Semalam dengan Chelvin, Mantan Kekasihku


 
Jogja, kota yang selalu punya tempat spesial di hatiku. Kali ini aku datang bukan untuk liburan, tapi untuk urusan pekerjaan. 

Namun, ada satu pertemuan yang membuat perjalanan ini terasa istimewa. Pertemuan dengan Chelvin, mantan kekasihku yang kini menetap di Jogja.
 
Sejak kami berpisah, hubungan kami tetap baik. Kami masih saling peduli, saling memberi kabar.  Terakhir kali bertemu, rasanya sudah bertahun-tahun.  

Saat tahu aku akan ke Jogja, dia langsung menghubungi dan mengajak bertemu.
 
Senja hari, kami bertemu di Sate Klathak, tempat makan favorit kami dulu.  Suasana hangat langsung terasa saat kami berbincang.  

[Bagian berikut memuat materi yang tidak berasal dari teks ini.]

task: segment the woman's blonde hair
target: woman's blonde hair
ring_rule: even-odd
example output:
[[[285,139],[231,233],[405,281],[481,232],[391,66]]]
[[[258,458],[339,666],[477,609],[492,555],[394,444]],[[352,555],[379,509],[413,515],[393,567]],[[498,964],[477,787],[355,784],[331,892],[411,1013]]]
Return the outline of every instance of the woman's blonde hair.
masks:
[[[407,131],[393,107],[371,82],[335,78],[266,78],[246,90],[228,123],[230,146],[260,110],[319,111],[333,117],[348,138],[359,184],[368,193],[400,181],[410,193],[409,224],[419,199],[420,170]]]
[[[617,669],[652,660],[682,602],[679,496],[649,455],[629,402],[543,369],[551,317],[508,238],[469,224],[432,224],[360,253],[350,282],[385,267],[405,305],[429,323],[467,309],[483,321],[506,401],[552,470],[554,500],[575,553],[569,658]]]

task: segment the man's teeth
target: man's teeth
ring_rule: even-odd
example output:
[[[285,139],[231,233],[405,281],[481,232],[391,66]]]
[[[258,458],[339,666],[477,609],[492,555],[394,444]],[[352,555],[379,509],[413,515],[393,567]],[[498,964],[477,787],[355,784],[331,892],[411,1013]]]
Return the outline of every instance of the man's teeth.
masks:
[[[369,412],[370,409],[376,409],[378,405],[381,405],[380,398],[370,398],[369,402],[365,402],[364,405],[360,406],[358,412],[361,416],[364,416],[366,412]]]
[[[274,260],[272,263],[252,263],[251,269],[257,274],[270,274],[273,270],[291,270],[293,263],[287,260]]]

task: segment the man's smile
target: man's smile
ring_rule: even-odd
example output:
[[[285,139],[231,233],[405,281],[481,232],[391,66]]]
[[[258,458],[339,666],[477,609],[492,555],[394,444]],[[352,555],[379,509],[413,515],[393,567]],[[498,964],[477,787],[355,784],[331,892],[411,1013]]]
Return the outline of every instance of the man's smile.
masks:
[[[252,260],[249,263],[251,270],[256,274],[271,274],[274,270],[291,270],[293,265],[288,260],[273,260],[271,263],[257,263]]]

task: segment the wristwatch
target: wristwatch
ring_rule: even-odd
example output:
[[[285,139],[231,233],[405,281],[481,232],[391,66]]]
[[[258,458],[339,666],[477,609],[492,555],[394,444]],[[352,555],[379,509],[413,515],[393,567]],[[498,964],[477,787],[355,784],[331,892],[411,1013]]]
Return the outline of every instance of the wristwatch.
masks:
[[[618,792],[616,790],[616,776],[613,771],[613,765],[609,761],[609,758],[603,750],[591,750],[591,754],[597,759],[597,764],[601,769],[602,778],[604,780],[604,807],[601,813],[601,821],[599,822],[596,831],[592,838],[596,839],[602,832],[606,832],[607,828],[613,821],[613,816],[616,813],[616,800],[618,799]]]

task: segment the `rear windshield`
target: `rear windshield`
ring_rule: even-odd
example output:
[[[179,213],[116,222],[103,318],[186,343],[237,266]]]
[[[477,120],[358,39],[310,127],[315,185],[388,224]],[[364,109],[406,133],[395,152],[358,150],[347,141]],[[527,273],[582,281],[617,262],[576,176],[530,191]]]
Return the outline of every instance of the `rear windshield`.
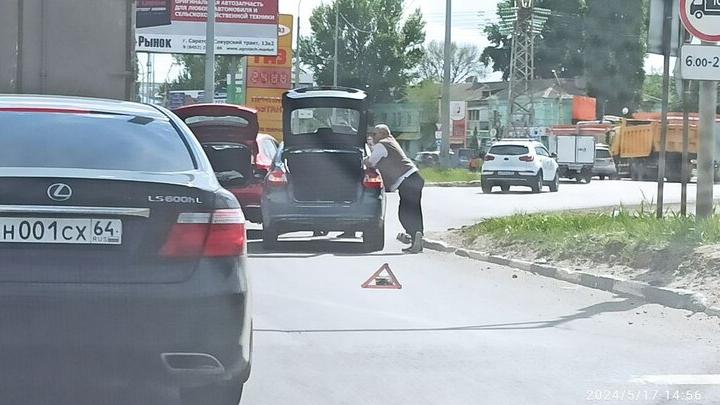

Chelvin bercerita tentang keluarganya, tentang istrinya yang cantik dan anaknya yang lucu.  Dia tampak bahagia.  Aku pun bercerita tentang hidupku, tentang istriku dan anak-anakku.  Kami sama-sama berusaha menjadi suami yang baik untuk keluarga masing-masing.
 
Waktu berlalu begitu cepat, langit mulai gelap.  Chelvin mengantarkanku ke penginapan.  

Saat di depan pintu, kami saling menatap, rasa rindu yang terpendam selama ini akhirnya terluapkan.  Kami berciuman, sebatas melepas kerinduan, tanpa ada makna lain.

"Maaf," ucapnya.

"Gakpapa," jawabku sambil melepaskan tangannya yang memegang pundakku.
 
Saat itu, aku merasakan kembali cinta yang dulu pernah kami rasakan.  Namun, aku sadar, cinta itu tak lagi bisa menjadi milik kami berdua.  Kami sudah memiliki kehidupan masing-masing, keluarga yang harus kami jaga.
 
Dengan perasaan berat, aku harus berpisah dengan Chelvin.  Aku harus fokus pada keluarga baruku, istriku yang sah.  Aku harus mencintainya dengan sepenuh hati, seperti halnya dia mencintai aku.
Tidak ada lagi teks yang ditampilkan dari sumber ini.